Substance abuse organizations also had changed. Some were prepared to provide mental health services; and many had largely professionalized. The personnel of the fields of mental health and substance abuse were increasingly similar in professional background.

It also became clear that providers who were struggling to survive efforts to contain Medicaid and other costs would have greater political clout if they worked together. This was another important reason why some trade associations shifted to calling themselves “behavioral” health organizations.

In short, the use of the term “behavioral health” emerged from a combination of the growth of behavioral managed care, the effort to integrate care for people with co-occurring mental and substance use disorders, changes in personnel, and the political advantages of cooperation rather than competition.

General health care reform and especially the passage of the federal Affordable Care Act have provided additional reasons to think in terms of “behavioral” rather than “mental” health. Health care reform calls for the development of comprehensive service organizations with high levels of coordination. Health care models such as “medical homes,” “health homes,” and “accountable care organizations” presumably will become the primary vehicles for health, and perhaps behavioral health, service delivery. By coordinating care and particularly by integrating physical health and behavioral health services, they are expected to improve the quality of services, improve health status of Americans, and hold down costs.

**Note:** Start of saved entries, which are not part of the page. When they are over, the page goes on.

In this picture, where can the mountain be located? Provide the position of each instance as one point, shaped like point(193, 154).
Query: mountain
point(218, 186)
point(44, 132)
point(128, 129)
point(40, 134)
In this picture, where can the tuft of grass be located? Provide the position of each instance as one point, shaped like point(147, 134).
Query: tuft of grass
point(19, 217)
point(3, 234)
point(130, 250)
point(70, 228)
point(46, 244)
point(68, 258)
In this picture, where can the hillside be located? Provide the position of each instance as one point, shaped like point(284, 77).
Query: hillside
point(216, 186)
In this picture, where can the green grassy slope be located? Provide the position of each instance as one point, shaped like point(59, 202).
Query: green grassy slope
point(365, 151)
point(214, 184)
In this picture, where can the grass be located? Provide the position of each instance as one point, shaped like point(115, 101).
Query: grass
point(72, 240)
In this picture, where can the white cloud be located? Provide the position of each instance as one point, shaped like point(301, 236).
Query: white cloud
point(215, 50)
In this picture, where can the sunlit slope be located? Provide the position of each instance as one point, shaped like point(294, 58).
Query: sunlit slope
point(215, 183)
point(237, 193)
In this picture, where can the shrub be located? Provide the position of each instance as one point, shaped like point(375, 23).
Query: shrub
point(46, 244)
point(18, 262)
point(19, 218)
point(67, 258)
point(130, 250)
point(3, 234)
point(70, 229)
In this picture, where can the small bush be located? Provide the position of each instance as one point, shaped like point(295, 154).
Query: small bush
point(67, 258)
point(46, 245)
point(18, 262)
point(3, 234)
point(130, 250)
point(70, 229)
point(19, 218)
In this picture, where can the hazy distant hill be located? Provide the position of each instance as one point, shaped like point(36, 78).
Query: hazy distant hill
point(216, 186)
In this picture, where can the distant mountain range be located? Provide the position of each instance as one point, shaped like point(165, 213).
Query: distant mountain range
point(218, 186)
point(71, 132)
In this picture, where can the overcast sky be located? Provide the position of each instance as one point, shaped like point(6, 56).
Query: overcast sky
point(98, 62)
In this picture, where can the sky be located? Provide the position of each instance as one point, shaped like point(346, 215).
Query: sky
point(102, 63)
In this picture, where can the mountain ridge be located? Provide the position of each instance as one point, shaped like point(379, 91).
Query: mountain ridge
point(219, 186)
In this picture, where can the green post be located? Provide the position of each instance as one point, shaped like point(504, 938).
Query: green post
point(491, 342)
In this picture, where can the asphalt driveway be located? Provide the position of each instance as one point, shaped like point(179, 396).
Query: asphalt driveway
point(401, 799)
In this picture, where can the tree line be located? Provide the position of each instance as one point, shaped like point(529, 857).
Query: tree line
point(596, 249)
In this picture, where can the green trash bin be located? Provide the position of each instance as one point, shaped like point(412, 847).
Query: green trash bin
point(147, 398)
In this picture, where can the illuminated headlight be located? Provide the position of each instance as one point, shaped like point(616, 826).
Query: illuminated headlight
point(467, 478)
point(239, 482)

In addition, the effort to control Medicaid costs has focused particularly on people who have co-occurring serious mental, substance use, and physical disorders because they are generally the highest cost cases and are the most likely to have long-term disabilities and to suffer premature mortality. Medicaid, in New York State and elsewhere, has turned to behavioral health managed care organizations to make sure that people on Medicaid get the services they need in the community and use inpatient treatment as little as possible. That is just an interim measure, however. Over time, Medicaid managed care is supposed to become comprehensive, covering people with both behavioral and physical health disorders, including those with SPMI.

In essence, general health care reform and the effort to contain Medicaid spending create powerful economic incentives for mental health and substance abuse providers to join forces as a business and political strategy and as a way to improve the quality of care.

Given these trends, it is pretty clear that the concept of “behavioral health” is here to stay for a while. And, by including substance abuse providers among its sponsors and authors Behavioral Health News, née Mental Health News, will be in a far better position to foster the integration of mental health, substance use, and physical health care services that is a fundamental goal of health care reform.

I look forward to having Behavioral Health News as the observer of the vast changes already underway, a source for constructive critics to voice their concerns publicly, and as a vehicle of cooperation among providers who have historically been divided against each other.